• Review of the safety, efficacy, and pharmacokinetics of elvitegravir with an emphasis on resource-limited settings

      Lee, Janice Soo Fern; Calmy, Alexandra; Andrieux-Meyer, Isabelle; Ford, Nathan; 1Médecins Sans Frontières; HIV/AIDS Unit, Infectious Disease Service, Geneva University Hospital, Geneva, Switzerland; Centre for Infectious Disease Epidemiology and Research, University of Cape Town, South Africa (DovePress, 2012-01-11)

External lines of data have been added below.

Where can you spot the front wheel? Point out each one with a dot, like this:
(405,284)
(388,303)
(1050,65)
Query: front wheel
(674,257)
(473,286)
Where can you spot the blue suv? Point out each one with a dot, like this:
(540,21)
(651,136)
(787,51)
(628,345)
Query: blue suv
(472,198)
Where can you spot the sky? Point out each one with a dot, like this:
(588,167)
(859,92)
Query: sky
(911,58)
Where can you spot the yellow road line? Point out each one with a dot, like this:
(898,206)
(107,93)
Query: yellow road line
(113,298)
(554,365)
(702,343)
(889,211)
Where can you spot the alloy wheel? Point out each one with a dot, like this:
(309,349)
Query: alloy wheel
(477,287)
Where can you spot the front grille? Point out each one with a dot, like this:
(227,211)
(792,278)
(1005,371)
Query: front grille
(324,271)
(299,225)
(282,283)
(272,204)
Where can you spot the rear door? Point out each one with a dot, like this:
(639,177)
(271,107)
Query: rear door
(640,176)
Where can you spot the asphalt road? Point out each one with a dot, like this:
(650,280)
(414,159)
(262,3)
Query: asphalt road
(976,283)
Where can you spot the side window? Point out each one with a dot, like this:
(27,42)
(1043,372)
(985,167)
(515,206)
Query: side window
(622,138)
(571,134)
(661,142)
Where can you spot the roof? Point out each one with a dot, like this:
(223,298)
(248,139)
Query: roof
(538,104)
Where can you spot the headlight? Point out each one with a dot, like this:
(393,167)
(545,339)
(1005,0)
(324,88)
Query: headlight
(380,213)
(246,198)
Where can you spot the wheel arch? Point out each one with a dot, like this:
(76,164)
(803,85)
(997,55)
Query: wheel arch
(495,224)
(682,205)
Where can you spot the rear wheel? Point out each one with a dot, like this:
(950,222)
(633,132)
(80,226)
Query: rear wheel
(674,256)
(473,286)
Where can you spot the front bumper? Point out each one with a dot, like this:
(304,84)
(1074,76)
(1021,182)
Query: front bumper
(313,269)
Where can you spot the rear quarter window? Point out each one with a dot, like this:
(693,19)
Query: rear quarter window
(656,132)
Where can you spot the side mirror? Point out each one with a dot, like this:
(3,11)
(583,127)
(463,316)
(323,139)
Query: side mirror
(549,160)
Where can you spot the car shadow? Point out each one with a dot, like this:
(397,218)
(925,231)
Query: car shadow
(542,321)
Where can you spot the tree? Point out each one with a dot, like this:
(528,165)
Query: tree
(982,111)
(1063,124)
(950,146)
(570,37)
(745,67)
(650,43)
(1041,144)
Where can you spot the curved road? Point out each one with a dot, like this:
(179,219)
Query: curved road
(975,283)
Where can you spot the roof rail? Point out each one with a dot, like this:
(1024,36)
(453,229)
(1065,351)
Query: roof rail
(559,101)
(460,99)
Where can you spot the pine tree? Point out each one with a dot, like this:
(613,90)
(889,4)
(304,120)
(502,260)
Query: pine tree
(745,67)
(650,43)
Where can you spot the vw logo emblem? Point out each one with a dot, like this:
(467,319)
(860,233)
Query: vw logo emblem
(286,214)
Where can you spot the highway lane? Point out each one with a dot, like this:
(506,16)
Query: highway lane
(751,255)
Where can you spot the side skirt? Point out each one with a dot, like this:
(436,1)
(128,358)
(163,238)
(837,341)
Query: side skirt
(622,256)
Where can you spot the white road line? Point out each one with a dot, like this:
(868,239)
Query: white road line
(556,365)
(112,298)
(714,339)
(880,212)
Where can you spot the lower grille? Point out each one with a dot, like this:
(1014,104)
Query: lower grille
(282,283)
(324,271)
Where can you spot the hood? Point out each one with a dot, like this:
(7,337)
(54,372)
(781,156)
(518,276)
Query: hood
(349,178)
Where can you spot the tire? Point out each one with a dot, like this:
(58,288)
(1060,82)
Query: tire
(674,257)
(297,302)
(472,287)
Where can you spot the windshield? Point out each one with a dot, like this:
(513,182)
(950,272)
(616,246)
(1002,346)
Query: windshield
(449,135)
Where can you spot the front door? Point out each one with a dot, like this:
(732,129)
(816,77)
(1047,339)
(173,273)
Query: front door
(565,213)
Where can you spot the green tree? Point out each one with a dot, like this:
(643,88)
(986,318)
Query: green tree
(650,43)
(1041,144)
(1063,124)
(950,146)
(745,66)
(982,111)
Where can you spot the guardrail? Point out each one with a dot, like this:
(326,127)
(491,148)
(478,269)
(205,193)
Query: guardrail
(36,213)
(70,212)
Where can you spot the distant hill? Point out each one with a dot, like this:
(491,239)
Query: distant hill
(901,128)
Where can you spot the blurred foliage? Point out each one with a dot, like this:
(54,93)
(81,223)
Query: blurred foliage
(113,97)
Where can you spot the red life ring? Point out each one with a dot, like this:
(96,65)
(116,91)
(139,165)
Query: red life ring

      Integrase inhibitors represent an important new class of antiretroviral drugs. Elvitegravir, the second available integrase inhibitor to be submitted for regulatory approval appears to be a promising once-daily agent when combined with other antiretroviral drugs. Elvitegravir has demonstrated good efficacy and safety, with minimal side effects and no specific requirements in terms of laboratory monitoring. In addition, elvitegravir is available as a fixed-dose combination. However, the drug requires boosting and this leads to a number of drug-drug interactions and necessary dose adjustment when dosing with certain drugs, including dose reduction in the presence of atazanavir, lopinavir, rifabutin, and ketoconazole, and dose increase for ethinyl estradiol when co-administered with boosted elvitegravir. The main advantage of elvitegravir lies in its potential to be administered as a once-daily, single pill. Limitations include dose adjustment requirements, a relatively low genetic barrier to resistance, high price, and lack of data for use in children. Clinical trials addressing specific challenges encountered in resources-limited settings should be encouraged.